What has ending the Gold Standard and shutting "the Gold window" and printing all this paper done to the value of a dollar?


And that's why a group of Libertarians are gathering to protest outside the Federal Reserve Bank in Dallas on November 22nd.

They're stealing from you, but you never notice anything missing. Things just cost a little more than they used to every month, but you don't get a bill from them in the mail. You'll never hear the burglar alarm go off.

Wake up.

10 comments:

Jonestein said...

Excellent stuff, as usual, Thanks WS...

fembuttx said...

I took one dollar and converted to a Euro. It really cost me 1.50. I took the Euro and got some Canadian, I got 1.25. So I went to China and got me some Yen....A whole butt load of Yen....I could get my ears cleaned for 17 cents. I took my Yen to Russia and got a crap load of Rubels and learned that toilet paper is controlled by the Mafia....I came back to the USA with 56 cents and Swatzticker tattoed on my butt.

Boobx said...

YOU CAN DELETE THE WORDS....BUT YOU CAN NOT DELETE THE THOUGHTS!!!!!

Boobx said...
This comment has been removed by a blog administrator.
The Whited Sepulchre said...

Obivously? Respectible?
As logn as yuor knot taechinng speling I dunt thinc ull doo my "liberalistic" raeders much harm....

Boobx said...

We may not know how to spell very well...but we make you feel good...

fembuttx said...

Looks like you have made a friend Whited.....

TarrantLibertyGuy said...

I would've thought fembuttx would've stopped by Switzerland through his/her jaunt through Europe and converted them to Swiss Francs.

Being one of the few remaining major industrialized countries that has a gold backing - That is up until 2000, the Swiss Franc was mandated to have 40% backing by Gold and now has slid to 20% in Gold Reserves. Compare the CHF vs. the Euro and US$...The dollar/Euro chart looks like the downside slope of the Matterhorn. Even with 'just' 20% gold backing, the CHF has kicked our butt in the currency department.

But, so what if their hard currency is strong vs. $/EU debt backed currency? Well, their unemployment rate is half that of the Euro Community, their income tax is a fraction of other 'developed country's', 11.5% for individuals and 8.5% of Corporate taxes... It goes on and on.

Procrustes said...

Actually, U.S. money is backed (as indicated on the bills themselves) by God.

Since God is scarce (about as scarce as anything imagined), the value of the actual bills should be skyrocketing. I'm not sure I understand why they aren't.

Oh, wait, I have that all backwards. It's the scarcity of the little bits of paper, themselves, that makes them valuable. Too bad I can't trade mine in for a bit of that God stuff. I hear it makes you rave like a lunatic and not have to think much, if at all.

Seriously, though, you're right on target. Monopoly money is Monopoly money is Monopoly money.

Here's a question for you: If you won a $40,000,000 lottery that either pays you annually (for 20 years) $2m OR pays you $20m in a lump sum, which would you do, and why? And would you try to buy up a bunch of assets to offset the potential hazard of having all your money in "money"?

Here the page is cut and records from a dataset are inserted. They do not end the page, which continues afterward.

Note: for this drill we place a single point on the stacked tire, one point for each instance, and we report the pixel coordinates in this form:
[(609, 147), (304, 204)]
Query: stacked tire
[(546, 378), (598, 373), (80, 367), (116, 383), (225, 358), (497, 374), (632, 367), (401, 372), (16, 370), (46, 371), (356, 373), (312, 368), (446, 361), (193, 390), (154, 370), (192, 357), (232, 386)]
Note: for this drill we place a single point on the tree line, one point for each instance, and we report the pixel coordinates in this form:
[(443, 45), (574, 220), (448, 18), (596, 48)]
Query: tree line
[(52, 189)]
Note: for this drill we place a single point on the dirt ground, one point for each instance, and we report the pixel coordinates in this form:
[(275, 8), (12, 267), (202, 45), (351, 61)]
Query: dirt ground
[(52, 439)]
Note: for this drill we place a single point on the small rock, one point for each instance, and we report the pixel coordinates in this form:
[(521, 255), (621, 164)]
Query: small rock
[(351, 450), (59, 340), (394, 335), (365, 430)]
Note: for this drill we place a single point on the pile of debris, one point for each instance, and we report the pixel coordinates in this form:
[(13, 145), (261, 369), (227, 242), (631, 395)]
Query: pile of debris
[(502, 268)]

Not that I've won the lottery, but I'd like to know whether anyone who did should trust the government to pay out for 20 years, or whether the value of the dollar will decrease so much over 20 years, that in that time, you'll be being paid the equivalent of pocket change, or whether cashing out immediately would be even more of a risk.

LazerusPaladin@aol.com said...

I had no clue, but i assumed the worst. My question is simply: How do we kill the king?